For nearly three years, Maria Chavalan Sut has lived in sanctuary at Wesley Memorial United Methodist Church in Charlottesville, Virginia.
But on April 12, her confinement ended when Immigration and Customs Enforcement granted her a Stay of Removal for one year that allows her to move freely until her asylum case is heard.
She can walk down the street, go to the grocery store or sit in a park without fear of deportation.
“I can finally step out and enjoy fresh air and the wonders of nature without fear of being deported into the hands of executioners,” Chavalan Sut said.
An indigenous Mayan woman, the 46-year-old fled Guatemala in 2015 after her house was burned with her family inside in an attempt to force her from her land.
In 2018, Chavalan Sut made it to the small city of Charlottesville, nestled in the picturesque Blue Ridge Mountains. She had filed for asylum but received a notice from ICE that she would be deported after failing to attend a court appearance. She said she had never been notified of the date and time at which she was ordered to appear.
Wesley Memorial offered her sanctuary in October of that year.
“One of the biggest changes for me, when I came to the U.S., was the community into which I arrived,” said the mother of four children ages 8-23. “In Guatemala, I have no one to protect me or my children. Here, the entire church community protects me.
“Not only do I have the Wesley community, but there is also Alina (Kilpatrick), my attorney, and others. All of them struggle for me.”
United Methodist tradition resulted in Wesley Memorial United Methodist Church becoming a sanctuary for Chavalan Sut.
“Maria is no longer alone in this country. In Christ, there are no borders, there is only the kingdom,” said the Rev. Isaac Collins, pastor at Wesley when Maria arrived.
Maury Early, outreach chair at the church, said offering sanctuary is a community-wide effort.
“For the Wesley congregation, Maria has provided a way to put our faith into action,” he said. “Sanctuary has joined us with other churches and young people have stepped up.”
At least 36 people are living in sanctuary in places of worship around the U.S. and more than 1,100 houses of worship have signed up to be part of the Sanctuary Movement.
Francisca Lino entered sanctuary in August 2017 after defying a court order that required her to leave the U.S. For four years, she stayed at Adalberto United Methodist Church in Chicago.
In January after President Joe Biden’s 100-day moratorium on deportations went into effect, Lino felt safe to return to her home, according to the Chicago Tribune.

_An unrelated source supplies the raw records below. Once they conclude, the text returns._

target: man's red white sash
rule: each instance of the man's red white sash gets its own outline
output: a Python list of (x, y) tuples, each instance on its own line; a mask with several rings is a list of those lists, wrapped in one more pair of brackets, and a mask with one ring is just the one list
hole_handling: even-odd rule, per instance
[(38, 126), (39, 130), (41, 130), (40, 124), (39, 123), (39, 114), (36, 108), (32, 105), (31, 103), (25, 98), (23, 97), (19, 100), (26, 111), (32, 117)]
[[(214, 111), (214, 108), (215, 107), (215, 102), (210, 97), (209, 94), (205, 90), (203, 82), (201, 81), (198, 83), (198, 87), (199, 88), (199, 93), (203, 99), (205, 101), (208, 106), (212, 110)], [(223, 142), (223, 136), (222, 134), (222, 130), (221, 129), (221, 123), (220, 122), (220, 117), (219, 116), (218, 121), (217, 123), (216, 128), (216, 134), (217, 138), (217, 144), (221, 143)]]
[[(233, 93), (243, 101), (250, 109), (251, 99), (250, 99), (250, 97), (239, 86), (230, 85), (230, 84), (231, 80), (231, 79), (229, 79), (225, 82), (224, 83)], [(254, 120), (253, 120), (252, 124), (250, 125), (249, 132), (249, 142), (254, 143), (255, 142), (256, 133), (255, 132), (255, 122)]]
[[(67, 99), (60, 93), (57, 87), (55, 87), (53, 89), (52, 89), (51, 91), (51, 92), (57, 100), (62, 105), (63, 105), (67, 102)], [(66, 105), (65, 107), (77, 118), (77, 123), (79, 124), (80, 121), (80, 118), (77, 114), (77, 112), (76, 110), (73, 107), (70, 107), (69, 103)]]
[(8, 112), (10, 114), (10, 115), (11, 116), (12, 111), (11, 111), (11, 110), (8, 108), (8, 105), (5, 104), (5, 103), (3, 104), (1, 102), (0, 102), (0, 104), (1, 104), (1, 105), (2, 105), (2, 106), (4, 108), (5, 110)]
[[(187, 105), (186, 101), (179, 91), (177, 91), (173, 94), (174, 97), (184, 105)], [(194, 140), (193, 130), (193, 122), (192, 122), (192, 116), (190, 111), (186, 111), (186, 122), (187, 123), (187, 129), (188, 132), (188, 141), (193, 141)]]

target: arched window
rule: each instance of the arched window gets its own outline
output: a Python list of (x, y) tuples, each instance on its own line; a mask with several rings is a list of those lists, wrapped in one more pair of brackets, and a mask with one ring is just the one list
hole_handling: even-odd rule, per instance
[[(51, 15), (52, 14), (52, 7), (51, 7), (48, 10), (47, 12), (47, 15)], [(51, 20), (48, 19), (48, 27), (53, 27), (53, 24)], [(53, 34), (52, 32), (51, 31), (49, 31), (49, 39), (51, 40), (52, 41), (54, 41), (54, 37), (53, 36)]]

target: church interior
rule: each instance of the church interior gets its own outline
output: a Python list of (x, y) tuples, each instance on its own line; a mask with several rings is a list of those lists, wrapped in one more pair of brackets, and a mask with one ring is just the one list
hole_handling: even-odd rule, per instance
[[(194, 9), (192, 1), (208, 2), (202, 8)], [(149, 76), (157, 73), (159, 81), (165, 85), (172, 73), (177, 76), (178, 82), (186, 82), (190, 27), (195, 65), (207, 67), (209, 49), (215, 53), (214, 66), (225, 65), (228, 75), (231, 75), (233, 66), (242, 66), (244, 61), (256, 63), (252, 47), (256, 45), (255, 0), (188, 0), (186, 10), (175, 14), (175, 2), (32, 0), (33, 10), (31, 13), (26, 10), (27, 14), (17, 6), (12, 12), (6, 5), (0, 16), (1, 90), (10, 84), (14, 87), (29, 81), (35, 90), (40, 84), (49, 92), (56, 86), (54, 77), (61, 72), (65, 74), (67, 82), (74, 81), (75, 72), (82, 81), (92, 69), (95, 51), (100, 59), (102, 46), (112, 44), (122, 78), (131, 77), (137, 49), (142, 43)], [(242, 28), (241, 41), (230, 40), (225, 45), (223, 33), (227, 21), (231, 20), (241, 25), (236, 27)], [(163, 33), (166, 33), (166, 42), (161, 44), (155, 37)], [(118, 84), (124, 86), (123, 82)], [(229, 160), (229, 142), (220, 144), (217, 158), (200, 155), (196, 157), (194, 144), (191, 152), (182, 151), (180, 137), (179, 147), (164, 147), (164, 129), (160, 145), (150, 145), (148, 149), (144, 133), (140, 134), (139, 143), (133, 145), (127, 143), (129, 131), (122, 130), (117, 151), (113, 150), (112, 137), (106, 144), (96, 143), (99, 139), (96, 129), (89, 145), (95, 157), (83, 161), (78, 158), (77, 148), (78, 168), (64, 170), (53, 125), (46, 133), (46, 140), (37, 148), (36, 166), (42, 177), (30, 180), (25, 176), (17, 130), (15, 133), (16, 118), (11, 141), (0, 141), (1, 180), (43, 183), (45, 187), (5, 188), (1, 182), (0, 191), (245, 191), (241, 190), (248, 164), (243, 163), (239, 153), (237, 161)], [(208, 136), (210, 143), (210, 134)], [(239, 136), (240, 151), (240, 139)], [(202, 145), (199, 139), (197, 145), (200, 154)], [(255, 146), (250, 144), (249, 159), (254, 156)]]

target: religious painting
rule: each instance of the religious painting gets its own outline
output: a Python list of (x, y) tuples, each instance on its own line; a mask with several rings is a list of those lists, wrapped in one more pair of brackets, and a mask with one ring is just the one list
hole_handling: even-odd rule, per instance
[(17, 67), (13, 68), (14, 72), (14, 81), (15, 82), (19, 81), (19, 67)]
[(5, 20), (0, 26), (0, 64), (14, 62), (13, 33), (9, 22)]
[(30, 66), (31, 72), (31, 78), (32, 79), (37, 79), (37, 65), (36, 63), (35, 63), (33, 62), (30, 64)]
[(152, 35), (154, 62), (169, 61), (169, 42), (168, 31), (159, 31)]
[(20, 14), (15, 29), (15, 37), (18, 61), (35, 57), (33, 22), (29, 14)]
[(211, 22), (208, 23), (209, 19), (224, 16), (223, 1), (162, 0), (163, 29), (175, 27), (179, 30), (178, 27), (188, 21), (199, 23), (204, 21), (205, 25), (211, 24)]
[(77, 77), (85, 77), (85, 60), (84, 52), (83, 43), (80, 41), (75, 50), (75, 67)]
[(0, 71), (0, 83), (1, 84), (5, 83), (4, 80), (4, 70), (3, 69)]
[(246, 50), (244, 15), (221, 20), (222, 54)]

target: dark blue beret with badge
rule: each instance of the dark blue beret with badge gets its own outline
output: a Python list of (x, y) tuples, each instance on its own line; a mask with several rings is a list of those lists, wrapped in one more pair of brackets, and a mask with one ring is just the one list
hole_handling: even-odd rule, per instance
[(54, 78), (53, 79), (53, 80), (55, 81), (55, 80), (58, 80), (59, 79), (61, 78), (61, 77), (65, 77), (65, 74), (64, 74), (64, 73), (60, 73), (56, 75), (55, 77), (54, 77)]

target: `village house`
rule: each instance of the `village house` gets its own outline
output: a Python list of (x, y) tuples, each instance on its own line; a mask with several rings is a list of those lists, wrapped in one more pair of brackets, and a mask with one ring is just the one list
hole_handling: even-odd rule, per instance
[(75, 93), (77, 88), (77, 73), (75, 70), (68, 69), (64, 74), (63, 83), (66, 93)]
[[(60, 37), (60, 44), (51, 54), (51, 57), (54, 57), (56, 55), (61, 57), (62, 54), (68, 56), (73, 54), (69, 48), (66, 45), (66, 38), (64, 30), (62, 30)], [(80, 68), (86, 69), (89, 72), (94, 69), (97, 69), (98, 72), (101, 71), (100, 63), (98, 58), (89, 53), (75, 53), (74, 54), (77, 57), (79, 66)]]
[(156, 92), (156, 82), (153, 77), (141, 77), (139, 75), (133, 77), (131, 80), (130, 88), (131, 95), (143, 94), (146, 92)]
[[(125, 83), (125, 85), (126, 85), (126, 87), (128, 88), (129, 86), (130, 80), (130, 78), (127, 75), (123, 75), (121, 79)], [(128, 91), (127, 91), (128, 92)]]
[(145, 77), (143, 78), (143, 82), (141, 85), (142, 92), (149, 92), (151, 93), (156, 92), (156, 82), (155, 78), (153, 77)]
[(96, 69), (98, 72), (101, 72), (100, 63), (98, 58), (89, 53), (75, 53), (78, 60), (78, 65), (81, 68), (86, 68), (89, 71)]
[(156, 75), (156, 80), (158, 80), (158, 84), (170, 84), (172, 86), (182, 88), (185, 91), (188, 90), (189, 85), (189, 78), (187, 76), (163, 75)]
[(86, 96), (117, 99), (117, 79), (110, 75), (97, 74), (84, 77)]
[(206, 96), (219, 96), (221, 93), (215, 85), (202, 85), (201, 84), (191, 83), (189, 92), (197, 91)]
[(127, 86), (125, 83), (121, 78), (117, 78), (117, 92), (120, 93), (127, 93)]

However, when a federal judge’s order barred the U.S. government from enforcing the moratorium, Lino returned to sanctuary after only three days of freedom.
“We're here for Francisca and we'll keep pushing forward, step by step,” said the Rev. Jacobita Cortes, pastor of Adalberto United Methodist Church. “We have tried many approaches. Currently, U.S. Rep. Jesus ‘Chuy’ Garcia has requested that Congress begin the process which could result in Francisca receiving permanent residency.
“If that approach doesn't work,” she continued, “we'll find a new one.”
Chavlan Sut has been more fortunate. She said she has two plans for what she’ll do when she gets her legal residency and can be reunited with her children.
“I’ll hug my children,” she explained, “then, I’ll cook for them. When I’ve done those things, I’ll get a work permit and a driver’s license.”
The Stay of Removal letter protects Chavalan Sut from deportation for one year. Current U.S. policy does not mandate deportation, but it will protect her even if deportations are re-introduced.
Deportations and arrests of immigrants have fallen under the Biden administration, according to The Wall Street Journal, but immigration law remains an increasingly polarized political issue.
National Justice for Our Neighbors, a United Methodist network of legal clinics primarily funded by the United Methodist Committee on Relief and annual conferences, orients immigrants through the legal system.
“It is getting better for immigrants," according to T.J. Mills, consulting attorney for the national network. “Trump had set things back for decades. Immigrants were seen as people who came to the U.S. to collect welfare payments. Now, there is growing acceptance of immigrants in this society.
“The trend in the U.S. government's actions is becoming less prosecutory. For the immigrant, the biggest challenge is to persevere.”
Chavalan Sut continues to persevere, but worries remain.
“We live in fear,” she explained. “There are millions of us who are living in fear. The fear is that we can be removed from the U.S. With this Stay of Removal, some of the fear has been reduced for me.”
Lord is a photojournalist based in Ivy, Virginia.